Monday, May 13, 2024

'It Is a Rite of Finitude'

Most of Richard Wilbur’s poetry I read retrospectively, in books, long after it was written and first published in magazines. One exception I remember is “All That Is,” which appeared in the May 13, 1985 issue of The New Yorker. I had mostly stopped reading the magazine by that time. Someone observed that every reader of The New Yorker believes its glory days have passed, and that the time he discovered it was the Golden Age. That realization probably hit me in the late seventies, though I occasionally relented to see what John Cheever and Whitney Balliett had published. 

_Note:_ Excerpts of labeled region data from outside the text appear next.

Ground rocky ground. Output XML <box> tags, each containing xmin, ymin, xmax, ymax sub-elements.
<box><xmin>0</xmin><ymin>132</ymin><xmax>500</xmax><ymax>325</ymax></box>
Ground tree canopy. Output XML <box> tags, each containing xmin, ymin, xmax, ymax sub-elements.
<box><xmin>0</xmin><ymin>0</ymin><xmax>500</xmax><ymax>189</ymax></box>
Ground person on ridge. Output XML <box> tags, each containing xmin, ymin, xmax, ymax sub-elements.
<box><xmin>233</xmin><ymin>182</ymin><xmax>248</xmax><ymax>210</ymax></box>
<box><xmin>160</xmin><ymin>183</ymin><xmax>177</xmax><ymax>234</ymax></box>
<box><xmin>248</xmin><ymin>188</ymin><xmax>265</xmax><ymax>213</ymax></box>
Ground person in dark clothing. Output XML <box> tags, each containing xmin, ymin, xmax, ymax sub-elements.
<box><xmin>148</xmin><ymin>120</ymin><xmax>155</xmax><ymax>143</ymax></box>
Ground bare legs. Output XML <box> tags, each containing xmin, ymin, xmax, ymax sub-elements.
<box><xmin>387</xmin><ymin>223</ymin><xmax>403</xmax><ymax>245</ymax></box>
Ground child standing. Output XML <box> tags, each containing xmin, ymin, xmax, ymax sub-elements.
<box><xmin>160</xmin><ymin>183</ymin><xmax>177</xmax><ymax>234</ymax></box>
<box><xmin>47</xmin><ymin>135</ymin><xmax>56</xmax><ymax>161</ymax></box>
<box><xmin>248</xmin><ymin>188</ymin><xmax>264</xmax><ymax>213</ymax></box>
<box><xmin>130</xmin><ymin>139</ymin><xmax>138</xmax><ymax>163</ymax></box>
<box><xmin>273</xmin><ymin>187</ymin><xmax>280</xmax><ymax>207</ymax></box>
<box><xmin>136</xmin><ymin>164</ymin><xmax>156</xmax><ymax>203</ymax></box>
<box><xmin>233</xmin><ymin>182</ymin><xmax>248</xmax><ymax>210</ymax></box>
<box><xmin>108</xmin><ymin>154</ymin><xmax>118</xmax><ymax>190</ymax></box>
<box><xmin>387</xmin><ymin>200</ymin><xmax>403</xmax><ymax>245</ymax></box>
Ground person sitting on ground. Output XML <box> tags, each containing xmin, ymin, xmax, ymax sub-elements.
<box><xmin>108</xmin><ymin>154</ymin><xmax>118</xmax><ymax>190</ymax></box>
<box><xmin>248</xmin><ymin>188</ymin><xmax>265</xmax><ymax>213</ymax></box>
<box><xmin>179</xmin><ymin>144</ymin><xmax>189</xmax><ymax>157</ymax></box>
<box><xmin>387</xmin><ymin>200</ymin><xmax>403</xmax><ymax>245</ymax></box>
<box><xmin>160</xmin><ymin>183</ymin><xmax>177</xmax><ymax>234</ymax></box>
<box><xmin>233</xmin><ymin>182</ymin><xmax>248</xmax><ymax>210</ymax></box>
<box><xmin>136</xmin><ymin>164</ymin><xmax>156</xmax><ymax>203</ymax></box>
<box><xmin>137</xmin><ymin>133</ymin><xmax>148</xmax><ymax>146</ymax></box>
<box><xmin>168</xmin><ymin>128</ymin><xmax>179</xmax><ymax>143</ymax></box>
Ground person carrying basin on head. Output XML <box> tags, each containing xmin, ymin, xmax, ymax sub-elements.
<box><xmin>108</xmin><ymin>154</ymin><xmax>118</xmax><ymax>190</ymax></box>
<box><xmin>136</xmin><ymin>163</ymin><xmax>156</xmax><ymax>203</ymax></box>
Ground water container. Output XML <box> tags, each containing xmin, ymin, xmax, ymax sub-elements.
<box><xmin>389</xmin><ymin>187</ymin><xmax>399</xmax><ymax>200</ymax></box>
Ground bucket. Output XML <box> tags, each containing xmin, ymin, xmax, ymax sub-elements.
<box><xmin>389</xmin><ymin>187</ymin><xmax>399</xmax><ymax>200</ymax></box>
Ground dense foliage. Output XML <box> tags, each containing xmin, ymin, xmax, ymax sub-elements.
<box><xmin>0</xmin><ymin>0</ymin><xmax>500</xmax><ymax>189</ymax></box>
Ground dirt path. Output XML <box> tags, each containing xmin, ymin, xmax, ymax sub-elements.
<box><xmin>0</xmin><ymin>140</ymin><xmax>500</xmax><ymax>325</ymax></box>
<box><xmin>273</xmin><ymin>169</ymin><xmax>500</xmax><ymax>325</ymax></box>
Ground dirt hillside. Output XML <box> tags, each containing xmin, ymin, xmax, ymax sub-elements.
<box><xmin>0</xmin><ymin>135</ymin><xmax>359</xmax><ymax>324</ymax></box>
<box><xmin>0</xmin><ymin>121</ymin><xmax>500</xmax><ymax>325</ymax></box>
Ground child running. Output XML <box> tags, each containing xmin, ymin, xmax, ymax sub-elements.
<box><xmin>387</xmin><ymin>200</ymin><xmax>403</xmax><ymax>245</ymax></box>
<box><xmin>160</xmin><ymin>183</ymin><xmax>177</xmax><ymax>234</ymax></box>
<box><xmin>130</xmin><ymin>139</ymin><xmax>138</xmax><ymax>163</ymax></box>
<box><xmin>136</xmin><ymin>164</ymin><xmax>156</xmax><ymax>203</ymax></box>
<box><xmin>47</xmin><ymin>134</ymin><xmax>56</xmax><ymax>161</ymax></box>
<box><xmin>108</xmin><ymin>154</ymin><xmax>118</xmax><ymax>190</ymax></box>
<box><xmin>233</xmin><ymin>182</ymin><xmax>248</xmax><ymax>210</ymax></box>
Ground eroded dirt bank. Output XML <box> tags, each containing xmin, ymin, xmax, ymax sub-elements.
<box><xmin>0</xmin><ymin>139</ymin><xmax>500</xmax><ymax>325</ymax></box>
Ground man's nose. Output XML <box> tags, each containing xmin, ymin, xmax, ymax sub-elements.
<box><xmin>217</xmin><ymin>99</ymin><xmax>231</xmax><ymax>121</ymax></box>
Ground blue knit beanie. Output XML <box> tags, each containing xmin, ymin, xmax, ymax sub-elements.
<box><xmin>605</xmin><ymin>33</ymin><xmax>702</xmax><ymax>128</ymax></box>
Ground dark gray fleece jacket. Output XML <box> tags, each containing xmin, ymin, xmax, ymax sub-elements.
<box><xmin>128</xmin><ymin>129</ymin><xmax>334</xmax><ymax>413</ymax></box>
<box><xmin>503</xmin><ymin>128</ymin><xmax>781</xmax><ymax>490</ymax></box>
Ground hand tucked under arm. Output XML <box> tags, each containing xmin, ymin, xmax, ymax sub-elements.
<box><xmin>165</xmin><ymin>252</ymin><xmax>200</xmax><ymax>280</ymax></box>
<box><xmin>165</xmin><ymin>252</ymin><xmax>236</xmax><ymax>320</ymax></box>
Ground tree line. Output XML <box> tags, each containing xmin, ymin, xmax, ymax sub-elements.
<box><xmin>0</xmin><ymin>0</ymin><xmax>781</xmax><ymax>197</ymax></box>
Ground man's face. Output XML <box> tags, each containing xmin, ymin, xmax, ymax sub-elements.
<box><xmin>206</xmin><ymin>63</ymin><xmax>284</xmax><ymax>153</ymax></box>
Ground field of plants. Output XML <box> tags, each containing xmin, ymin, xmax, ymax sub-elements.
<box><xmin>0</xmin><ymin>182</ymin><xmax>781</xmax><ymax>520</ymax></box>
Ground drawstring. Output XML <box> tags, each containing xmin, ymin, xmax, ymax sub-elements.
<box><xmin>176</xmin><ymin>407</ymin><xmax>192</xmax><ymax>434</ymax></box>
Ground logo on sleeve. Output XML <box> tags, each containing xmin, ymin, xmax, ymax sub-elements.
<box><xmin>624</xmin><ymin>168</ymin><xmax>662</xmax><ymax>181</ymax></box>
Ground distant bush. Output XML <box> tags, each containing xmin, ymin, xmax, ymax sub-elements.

My late father-in-law was a dedicated worker of crossword puzzles, those in the Times and the Post. He sat at the counter in his kitchen in Virginia, working them till complete, every square filled with ink. He politely rebuffed kibitzing but occasionally asked about a specific clue. Wilbur’s poem reminds me of the odds and ends of language found in crossword puzzles, the unfamiliar abbreviations and acronyms, the small esoteric words used like tiles in a mosaic. Wilbur’s first example: “The confluence of the Oka and the Aare,” rivers in Russia and Switzerland, respectively. And this homage to Charles Lamb: “Does she end / By reading to him from the works of Elia?”

 

Crossword puzzles, the tough ones, are playgrounds for polymaths who revel in precious trivia. Wilbur cites Lautréamont, and does the reader of Les Chants de Maldoror know his Hindu deities (Markandeya) and that an oast is a kiln for drying hops? Nabokov (whose tile-like ADA is a likely clue) would have loved Wilbur’s poem:

 

“It is a puzzle which, as puzzles do,

Dreams that there is no puzzle. It is a rite

Of finitude, a picture in whose frame

Roc, oast, and Inca decompose at once

Into the ABCs of every day.”

3 comments:

Don said...

Slightly off topic, but yesterday I came across the word "ruth" while reading Daniel Deronda. "Among the things we may gamble away in a lazy selfish life is the capacity for ruth, compunction, or any unselfish regret..." Turns out it is an old word, according to the OED, dating back to 1200. Ruthless first shows up a century later. Always interesting when the secondary word outlasts the original.

Thomas Parker said...

I never saw the New Yorker as being much more than John Updike's private prose parking lot, though every few months I would go through a pile of them at the library just to read Pauline Kael's movie reviews.

Faze said...

In the 1980s, I worked in a building on 43rd Street, a few doors down from where the New Yorker had its offices. One day, I was coming back from lunch when I recognized John Updike himself (much taller than I'd pictured him)standing on the sidewalk, talking to another man. "I'll tell my grandchildren about this," I thought when I got back to my desk. Now that actually have grandchildren, I wouldn't dare bore them with a story like that.